ITEM 3.           QUANTITATIVE AND QUALITATIVE DISCLOSURE ABOUT MARKET RISK

         Not applicable.




                                       12
<PAGE>   14

                           PART II - OTHER INFORMATION

ITEM 2.           CHANGES IN SECURITIES

         At EXCO's 1998 Annual Meeting of Shareholders (the "1998 Annual 
Meeting"), the shareholders of EXCO approved an amendment to EXCO's Restated
Articles of Incorporation, authorizing a one-for-two reverse stock split of
EXCO's common stock, which became effective March 31, 1998. At EXCO's 1996
Annual Meeting of Shareholders, the shareholders of EXCO approved an amendment
to EXCO's Articles of Incorporation, authorizing a one-for-five reverse stock
split of EXCO's common stock, which became effective July 19, 1996. All share
and per share numbers contained herein have been retroactively adjusted to
record the effects of the reverse stock splits.

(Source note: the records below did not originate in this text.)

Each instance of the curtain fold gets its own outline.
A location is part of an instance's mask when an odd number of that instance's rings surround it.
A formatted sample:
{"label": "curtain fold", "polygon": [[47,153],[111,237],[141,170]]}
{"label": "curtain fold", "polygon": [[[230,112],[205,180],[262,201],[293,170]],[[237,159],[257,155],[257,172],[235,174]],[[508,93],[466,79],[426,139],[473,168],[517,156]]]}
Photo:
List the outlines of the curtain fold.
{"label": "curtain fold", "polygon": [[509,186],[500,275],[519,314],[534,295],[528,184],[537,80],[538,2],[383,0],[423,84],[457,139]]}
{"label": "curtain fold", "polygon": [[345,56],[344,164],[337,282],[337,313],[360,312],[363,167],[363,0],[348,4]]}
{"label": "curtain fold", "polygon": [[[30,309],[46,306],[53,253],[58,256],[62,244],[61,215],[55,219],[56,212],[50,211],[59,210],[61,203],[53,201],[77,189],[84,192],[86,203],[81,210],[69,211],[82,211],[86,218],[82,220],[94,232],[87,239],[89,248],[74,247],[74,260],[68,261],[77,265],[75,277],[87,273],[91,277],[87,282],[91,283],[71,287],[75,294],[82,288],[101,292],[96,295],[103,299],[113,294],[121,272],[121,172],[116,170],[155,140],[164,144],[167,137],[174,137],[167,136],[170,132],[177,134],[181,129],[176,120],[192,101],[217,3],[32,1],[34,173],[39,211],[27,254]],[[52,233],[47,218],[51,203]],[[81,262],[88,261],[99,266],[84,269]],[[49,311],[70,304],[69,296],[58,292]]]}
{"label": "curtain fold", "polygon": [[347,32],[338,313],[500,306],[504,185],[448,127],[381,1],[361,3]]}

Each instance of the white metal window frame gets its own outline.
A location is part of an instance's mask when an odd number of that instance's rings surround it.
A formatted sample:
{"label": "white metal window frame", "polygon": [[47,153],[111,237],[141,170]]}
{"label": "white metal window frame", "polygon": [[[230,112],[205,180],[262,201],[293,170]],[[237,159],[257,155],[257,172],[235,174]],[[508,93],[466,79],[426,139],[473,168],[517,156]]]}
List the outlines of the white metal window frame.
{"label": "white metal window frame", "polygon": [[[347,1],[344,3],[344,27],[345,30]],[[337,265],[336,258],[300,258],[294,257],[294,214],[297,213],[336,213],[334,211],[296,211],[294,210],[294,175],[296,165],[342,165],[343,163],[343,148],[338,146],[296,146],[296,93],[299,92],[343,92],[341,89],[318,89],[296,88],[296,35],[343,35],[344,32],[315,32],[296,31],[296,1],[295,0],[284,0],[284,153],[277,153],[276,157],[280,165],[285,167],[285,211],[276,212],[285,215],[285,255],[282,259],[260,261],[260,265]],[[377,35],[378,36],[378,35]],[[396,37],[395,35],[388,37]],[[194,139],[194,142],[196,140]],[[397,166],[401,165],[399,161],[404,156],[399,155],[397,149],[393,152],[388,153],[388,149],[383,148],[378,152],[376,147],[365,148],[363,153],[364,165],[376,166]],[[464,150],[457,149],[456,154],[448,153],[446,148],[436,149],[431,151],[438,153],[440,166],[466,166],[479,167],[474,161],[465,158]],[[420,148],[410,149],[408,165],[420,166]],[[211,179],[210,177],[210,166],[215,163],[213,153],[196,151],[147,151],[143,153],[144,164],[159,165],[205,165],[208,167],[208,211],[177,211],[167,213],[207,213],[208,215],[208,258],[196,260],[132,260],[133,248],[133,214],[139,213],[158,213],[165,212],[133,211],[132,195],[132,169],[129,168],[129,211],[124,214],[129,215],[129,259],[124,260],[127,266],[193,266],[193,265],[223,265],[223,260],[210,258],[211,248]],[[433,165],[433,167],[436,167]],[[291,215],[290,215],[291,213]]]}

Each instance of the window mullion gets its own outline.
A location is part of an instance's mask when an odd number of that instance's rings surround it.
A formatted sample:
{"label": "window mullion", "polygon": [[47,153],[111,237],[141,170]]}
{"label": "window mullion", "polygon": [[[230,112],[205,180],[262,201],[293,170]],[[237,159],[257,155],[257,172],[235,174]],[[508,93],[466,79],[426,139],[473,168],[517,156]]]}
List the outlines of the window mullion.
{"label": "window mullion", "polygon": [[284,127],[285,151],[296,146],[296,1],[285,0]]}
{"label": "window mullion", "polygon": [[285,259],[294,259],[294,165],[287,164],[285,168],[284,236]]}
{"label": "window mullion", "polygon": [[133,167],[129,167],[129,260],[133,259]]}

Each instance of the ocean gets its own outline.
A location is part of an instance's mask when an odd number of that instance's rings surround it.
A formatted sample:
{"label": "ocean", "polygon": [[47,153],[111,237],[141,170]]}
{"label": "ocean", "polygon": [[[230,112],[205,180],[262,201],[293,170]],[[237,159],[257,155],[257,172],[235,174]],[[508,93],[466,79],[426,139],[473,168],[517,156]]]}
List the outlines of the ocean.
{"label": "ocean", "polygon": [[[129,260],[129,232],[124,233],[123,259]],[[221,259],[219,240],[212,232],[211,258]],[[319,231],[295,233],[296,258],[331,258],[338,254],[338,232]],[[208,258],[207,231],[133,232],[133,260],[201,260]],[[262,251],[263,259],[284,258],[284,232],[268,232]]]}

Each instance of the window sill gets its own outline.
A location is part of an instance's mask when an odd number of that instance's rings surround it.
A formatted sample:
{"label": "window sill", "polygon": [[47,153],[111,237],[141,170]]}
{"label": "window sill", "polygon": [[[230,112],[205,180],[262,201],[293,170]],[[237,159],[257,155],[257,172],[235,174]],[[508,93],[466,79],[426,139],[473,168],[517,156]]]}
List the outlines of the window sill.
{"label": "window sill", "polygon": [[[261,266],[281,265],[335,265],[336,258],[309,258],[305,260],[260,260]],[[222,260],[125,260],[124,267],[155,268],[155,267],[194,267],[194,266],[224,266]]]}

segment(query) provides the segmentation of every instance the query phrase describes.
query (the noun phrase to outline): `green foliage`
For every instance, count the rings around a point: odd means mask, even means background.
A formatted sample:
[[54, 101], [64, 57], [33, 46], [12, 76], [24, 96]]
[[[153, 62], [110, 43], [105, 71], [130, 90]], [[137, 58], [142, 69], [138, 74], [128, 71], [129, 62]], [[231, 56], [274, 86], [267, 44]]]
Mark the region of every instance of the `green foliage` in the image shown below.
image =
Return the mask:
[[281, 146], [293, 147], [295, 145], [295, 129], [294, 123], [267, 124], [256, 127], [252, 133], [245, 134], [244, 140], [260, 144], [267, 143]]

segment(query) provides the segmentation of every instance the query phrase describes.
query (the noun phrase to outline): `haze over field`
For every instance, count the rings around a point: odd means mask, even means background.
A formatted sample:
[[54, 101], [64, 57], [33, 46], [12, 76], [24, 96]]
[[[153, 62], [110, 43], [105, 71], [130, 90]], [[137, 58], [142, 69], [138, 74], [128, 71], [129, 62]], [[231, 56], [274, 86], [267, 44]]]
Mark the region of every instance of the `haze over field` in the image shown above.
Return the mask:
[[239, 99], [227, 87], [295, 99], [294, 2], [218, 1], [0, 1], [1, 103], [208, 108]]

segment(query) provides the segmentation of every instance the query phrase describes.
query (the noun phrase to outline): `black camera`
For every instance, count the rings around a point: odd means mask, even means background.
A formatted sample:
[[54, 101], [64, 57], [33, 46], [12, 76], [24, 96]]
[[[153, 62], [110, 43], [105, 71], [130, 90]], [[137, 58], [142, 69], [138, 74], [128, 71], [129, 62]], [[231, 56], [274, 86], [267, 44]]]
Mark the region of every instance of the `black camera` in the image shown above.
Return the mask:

         During the fiscal year ended December 31, 1997, J. Michael Muckleroy
("Mr. Muckleroy"), now a director of EXCO, owned the following working interests
in the following wells operated by EXCO: the Wilbanks #1 (4.18%); the McGarraugh
1-139 (2%); the Perkins #4 (6%); the Mitchell #1 (11.7%); the Mitchell #2 (18%);
and the Coats #5 (11%). Mr. Muckleroy received approximately $2,700 per month as
a result of his working interests in wells operated by EXCO. On March 5, 1998
the Board of Directors issued 12,500 shares of common stock to Mr. Muckleroy in
exchange for his working interest in the aforementioned wells. The issuance to
Mr. Muckleroy was made pursuant to Section 4(2) of the Securities Act of 1933.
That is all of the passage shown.